Although he always wore Indian dress and in many ways sought to amalgamate Christianity with Hinduism, Bede always remained a Christian monk. But his devotion was to Christ, not to Christianity as an institution, still less to Roman Catholicism, which he criticized freely and frequently. As the years went by he troubled less and less about the differences in the various religious traditions, which he saw as different ways of approaching the central mystery. His biographer makes it abundantly clear that he acquired the most astonishing personal magnetism, so that people felt it a blessing to be in his presence whatever their own belief or lack of belief. To an extraordinary extent he combined in his person the qualities of a Christian monk and an Indian guru. It is hardly surprising that this combination did not find favour with everyone; some Christians thought he had become too Indianized, while some Hindu extremists insisted he was a Western interloper who ought to return to England. But such reactions, though they distressed Bede, seem to have been very much the exception.
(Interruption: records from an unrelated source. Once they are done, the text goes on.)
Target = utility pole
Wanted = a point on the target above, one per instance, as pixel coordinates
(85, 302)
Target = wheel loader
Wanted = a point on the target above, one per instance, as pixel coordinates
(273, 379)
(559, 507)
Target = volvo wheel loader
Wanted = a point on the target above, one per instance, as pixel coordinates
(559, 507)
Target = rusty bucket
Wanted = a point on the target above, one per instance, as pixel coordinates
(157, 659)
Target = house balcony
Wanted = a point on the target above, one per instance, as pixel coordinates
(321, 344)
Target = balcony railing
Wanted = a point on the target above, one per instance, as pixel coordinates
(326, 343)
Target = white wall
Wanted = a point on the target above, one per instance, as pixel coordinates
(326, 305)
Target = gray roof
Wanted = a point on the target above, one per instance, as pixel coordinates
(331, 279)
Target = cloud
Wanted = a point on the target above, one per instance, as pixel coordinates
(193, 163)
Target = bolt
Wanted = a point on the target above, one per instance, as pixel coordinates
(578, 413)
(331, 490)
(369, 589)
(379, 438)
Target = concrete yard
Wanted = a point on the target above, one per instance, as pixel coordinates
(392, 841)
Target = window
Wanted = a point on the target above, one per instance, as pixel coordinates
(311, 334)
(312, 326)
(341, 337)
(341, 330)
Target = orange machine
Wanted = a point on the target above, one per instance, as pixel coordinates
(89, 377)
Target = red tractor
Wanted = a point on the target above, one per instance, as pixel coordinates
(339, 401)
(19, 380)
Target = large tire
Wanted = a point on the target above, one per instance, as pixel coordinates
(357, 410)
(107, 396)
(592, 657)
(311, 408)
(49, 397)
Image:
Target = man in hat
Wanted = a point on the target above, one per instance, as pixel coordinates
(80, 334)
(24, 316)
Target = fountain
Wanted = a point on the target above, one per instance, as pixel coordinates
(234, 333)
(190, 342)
Although he loved India he did not become wholly Indianized; he remained in some respects very much the Edwardian English gentleman. And something of his early prejudice against technology also remained with him, although he did quite happily fly to the USA and elsewhere to attend symposiums, much to the horror of one of his old friends from Eastington days who maintained his abhorrence of the twentieth century to the end. But when Bede became seriously ill and was advised to have a cardiac pacemaker installed he refused indignantly. And his way of life remained resolutely ascetic; he was, for example, appalled to discover that his hotel room in America was centrally heated. It's a relief to learn that he did enjoy the occasional glass of sherry.
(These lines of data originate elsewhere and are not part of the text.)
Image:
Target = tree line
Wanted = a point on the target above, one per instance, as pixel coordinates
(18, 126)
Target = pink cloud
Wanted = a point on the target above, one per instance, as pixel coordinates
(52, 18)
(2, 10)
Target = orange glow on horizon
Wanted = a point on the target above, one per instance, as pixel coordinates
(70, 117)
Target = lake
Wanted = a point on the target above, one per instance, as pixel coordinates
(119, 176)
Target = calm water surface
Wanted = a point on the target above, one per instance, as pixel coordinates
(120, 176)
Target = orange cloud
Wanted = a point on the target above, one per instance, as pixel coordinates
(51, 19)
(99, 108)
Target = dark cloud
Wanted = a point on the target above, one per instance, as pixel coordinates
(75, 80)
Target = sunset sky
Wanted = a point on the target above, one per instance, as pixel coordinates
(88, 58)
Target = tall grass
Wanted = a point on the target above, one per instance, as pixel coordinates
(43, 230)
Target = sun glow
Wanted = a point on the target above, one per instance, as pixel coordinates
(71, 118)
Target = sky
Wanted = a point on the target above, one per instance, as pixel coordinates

It would be unthinkable for a modern biographer not to speculate on her subject's sexuality, and du Boulay dutifully obliges. She implies that Bede had homosexual leanings as a young man, and Bede himself apparently confirmed this, regarding homosexuality as a wholly natural phenomenon; however she thinks it unlikely that he ever had any physical relationship himself.
In spite of his rejection of modern values Bede felt a good deal of sympathy for the values and way of life that he encountered on the West Coast of the USA; indeed, as the years went by he took on quite a number of the ideas one tends to think of as characteristic of the "New Age". He seems to have had a surprisingly uncritical attitude to some of this material.
It is possible, I think, for readers to have differing opinions about the views that Bede held or the ideas he advocated, but this is probably not the most important thing about him. Although he was undoubtedly an intellectual, he wasn't really either a philosopher or a theologian; he relied ultimately on his intuition, and what mattered to those who knew him was his inner quality. I was particularly struck by his reaction when, towards the end of his life, he experienced the diminution of his intellectual capacity after a stroke. Far from feeling this to be a loss, he welcomed it because it simplified things for him and, he felt, allowed him to concentrate on what was important because his mind was no long cluttered up with irrelevant matters.
This is a good biography, which manages to convey the author's evident enthusiasm for her subject without losing all critical sense in the process.